I’ve been reading my way through David Madden’s Revising Fiction, which is rapidly proving to be one of the best investments I’ve made in the last few years. I keep stumbling over things that explain the minutia of writing incredibly well.

Case in point.

Your reader expects to see, hear, touch, smell, taste. Bald statements do not necessarily stimulate the reader’s senses. “Coughing, the tall man wearing a wool suit, reeking of garlic, ran into the flower shop.” That sentence may or may not have stimulated one or more of your senses, despite my overt, rather strained effort to do so. A cluster of sensory experiences may not be as effective in a given context as focus on a single sense. “Fires on the dry mountain slopes surrounding the town had been smouldering for days.” We can see that, but we can also smell it, without including a phrase as “and I could smell the burning leaves throughout the village.” No other sense is as difficult to stimulate in fiction as smell.

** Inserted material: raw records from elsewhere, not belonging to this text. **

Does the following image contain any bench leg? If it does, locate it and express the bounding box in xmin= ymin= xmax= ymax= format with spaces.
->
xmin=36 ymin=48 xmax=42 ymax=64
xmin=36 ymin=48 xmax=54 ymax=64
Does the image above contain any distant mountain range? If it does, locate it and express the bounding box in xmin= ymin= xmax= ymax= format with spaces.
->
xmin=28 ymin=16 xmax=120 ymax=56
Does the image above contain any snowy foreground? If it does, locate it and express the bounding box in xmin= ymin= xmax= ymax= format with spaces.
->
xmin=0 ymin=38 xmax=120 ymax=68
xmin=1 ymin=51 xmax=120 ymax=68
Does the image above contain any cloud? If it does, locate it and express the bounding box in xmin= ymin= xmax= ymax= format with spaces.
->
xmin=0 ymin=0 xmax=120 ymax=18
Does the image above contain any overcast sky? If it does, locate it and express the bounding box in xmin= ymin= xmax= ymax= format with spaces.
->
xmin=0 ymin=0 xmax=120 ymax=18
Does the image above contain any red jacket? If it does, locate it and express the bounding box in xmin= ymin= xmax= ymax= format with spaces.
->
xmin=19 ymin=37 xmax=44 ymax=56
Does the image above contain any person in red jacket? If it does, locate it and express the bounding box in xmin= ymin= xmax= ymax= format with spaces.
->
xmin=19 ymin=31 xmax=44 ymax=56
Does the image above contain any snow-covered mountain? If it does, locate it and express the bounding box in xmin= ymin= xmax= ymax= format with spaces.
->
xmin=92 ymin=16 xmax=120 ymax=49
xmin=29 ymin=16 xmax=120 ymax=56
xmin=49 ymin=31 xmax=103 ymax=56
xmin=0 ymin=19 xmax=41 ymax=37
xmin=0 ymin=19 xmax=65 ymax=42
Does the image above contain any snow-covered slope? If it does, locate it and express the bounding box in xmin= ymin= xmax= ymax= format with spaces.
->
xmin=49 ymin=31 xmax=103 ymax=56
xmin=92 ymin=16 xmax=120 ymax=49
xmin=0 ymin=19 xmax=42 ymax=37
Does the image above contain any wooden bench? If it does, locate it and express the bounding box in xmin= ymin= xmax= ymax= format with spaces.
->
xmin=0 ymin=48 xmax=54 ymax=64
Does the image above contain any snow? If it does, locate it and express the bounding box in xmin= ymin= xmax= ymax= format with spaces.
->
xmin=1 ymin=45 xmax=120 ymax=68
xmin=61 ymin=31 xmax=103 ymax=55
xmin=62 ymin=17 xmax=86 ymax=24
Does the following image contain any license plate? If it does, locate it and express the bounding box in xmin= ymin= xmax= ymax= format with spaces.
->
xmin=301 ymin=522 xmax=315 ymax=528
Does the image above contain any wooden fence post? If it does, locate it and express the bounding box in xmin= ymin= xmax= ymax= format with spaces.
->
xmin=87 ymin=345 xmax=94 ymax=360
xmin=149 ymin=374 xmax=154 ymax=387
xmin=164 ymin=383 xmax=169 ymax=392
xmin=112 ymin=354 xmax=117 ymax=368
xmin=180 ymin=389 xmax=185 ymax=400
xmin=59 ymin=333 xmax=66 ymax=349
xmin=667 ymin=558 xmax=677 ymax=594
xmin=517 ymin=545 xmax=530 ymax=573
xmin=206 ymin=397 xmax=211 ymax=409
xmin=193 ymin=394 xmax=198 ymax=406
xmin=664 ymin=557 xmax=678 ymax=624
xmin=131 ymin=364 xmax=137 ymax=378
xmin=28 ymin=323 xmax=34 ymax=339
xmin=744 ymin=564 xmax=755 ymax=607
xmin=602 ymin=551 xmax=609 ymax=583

But most senses are more sharply stimulated by implication than by direct attempts. “The man was so tall he had to stoop to enter the room” is less effective than “John entered the room, followed by a man who had to stoop.”

Stimulating of the readers senses is a major source of that sense of immediacy the writer works to achieve in revision.

Revising Fiction: A Handbook for Writers, David Madden.